A group of men from Manchester who were imprisoned by the Japenese at Changi Prison Singapore

The Fall out

On August 15 and 16, some Japanese soldiers, devastated by the surrender, committed suicide. Well over 100 American prisoners of war were also murdered. In addition, many Australian and British prisoners of war were murdered in Borneo, at both Ranau and Sandakan, by the Imperial Japanese Army.
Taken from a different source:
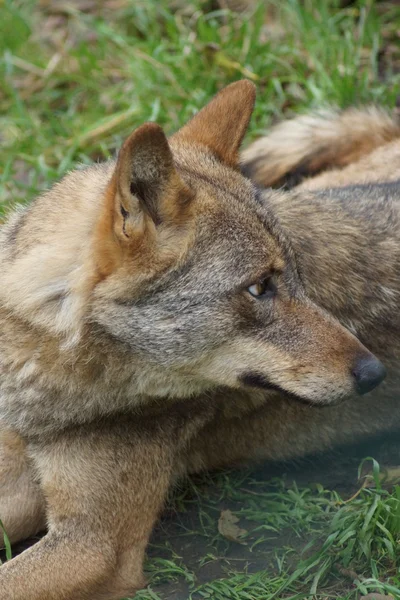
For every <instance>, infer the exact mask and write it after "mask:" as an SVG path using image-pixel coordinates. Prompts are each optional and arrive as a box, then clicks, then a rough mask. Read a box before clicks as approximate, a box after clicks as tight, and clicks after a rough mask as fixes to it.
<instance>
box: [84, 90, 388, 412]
mask: <svg viewBox="0 0 400 600" xmlns="http://www.w3.org/2000/svg"><path fill="white" fill-rule="evenodd" d="M254 94H255V92H254V86H253V85H252V84H250V83H249V82H247V81H242V82H238V83H236V84H232V85H231V86H228V87H227V88H225V89H224V90H223V91H222V92H221V93H220V94H219V95H218V96H217V97H216V98H215V99H214V100H213V101H212V102H211V103H210V104H209V105H208V106H207V107H206V108H204V109H203V110H202V111H201V112H200V113H198V115H197V116H196V117H194V118H193V119H192V120H191V121H190V122H189V123H188V124H187V125H186V126H185V127H183V129H181V130H180V131H179V132H178V133H177V134H175V135H174V136H173V137H172V138H171V139H170V141H168V140H167V139H166V137H165V135H164V133H163V131H162V130H161V128H160V127H158V126H157V125H154V124H146V125H143V126H142V127H141V128H139V129H138V130H137V131H135V132H134V133H133V134H132V135H131V137H130V138H128V140H127V141H126V142H125V144H124V146H123V147H122V150H121V152H120V155H119V158H118V161H117V165H116V168H115V171H114V174H113V177H112V180H111V183H110V185H109V187H108V189H107V192H106V194H105V205H104V208H103V215H102V216H101V218H100V220H99V223H98V225H97V231H96V244H97V247H96V252H97V254H96V256H97V259H96V264H97V269H98V276H99V282H98V283H97V285H96V288H95V290H94V294H93V313H92V315H93V318H94V319H95V320H96V321H97V322H98V323H101V325H102V326H103V327H104V328H106V329H107V331H108V332H109V333H111V334H112V335H113V336H114V337H115V338H117V339H118V340H122V341H123V342H124V343H126V344H128V346H129V347H130V348H131V349H132V353H133V354H137V355H140V356H141V357H144V356H145V357H146V358H147V359H148V361H149V363H154V364H156V365H157V366H163V367H165V369H166V370H169V371H171V372H176V373H177V375H178V374H179V373H182V374H185V375H186V376H188V375H189V376H191V377H193V378H194V379H199V380H203V381H204V386H206V387H207V386H208V385H215V384H221V385H225V386H229V387H238V386H256V387H262V388H266V389H279V390H281V391H284V392H286V393H290V394H291V395H293V396H296V397H298V398H301V399H304V400H307V401H312V402H317V403H329V402H332V401H335V400H338V399H340V398H343V397H345V396H346V395H348V394H349V393H351V392H352V391H353V390H355V389H356V390H358V391H361V392H364V391H368V390H369V389H372V387H374V386H375V385H376V384H377V383H378V382H379V381H380V379H381V378H382V377H383V374H384V371H383V368H382V367H381V365H380V363H379V362H378V361H377V360H376V359H375V358H374V357H373V356H372V355H371V354H370V353H369V352H368V351H367V350H366V349H365V348H363V347H362V346H361V344H360V343H359V342H358V341H357V340H356V339H355V338H354V337H353V336H352V335H351V334H350V333H349V332H348V331H346V330H345V329H344V328H343V327H341V326H340V325H339V323H337V322H336V321H334V320H333V318H331V317H329V316H328V315H327V314H325V313H324V312H323V311H322V310H321V309H319V308H318V307H317V306H315V305H313V304H312V303H311V301H310V300H309V299H308V298H307V295H306V293H305V291H304V289H303V287H302V284H301V281H300V277H299V274H298V272H297V268H296V260H295V257H294V256H293V252H292V250H291V248H290V244H289V242H288V240H286V239H285V238H284V236H283V234H282V232H281V230H280V228H279V224H278V223H277V222H276V220H275V219H274V217H273V215H272V214H270V213H269V212H268V209H267V207H265V206H262V205H260V200H259V197H258V194H257V190H256V189H255V187H254V186H253V184H252V183H251V182H250V181H249V180H248V179H245V178H244V177H242V176H241V175H240V173H239V171H238V150H239V146H240V143H241V141H242V138H243V136H244V133H245V131H246V128H247V125H248V122H249V119H250V115H251V112H252V108H253V104H254Z"/></svg>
At Batu Lintang Camp also in Borneo, death orders were found which proposed the murder of some 2,000 POWs and civilian internees on September 15, 1945, but the camp was liberated four days before these orders were due to be carried out.

Japanese forces remained in combat with Soviet forces on several fronts for two weeks following VJ-Day.

The Final End

Since the European Axis Powers had surrendered three months earlier on V-E Day, V-J Day was the effective end of World War II, although a peace treaty between Japan and most of the Allies was not signed until 1952, and between Japan and the Soviet Union in 1956.

The DCLI on VJ Day

Telegram on display at Bodmin Keep which was sent the day of Japanese surrender

The only DCLI Battalion that was directly impacted by Victory over Japan Day was the 1st Battalion who were training in Sussex in preparation for deployment for war against Japan in Burma when the Japanese surrendered.

We have a telegram on display in the museum which was sent on August 15th 1945 from the Secretary of State for India in London to the Governor General in New Delhi. Notifying them of the end of hostilities and the declaration of surrender by the Japanese Emperor and that the Wednesday and Thursday would be public holidays!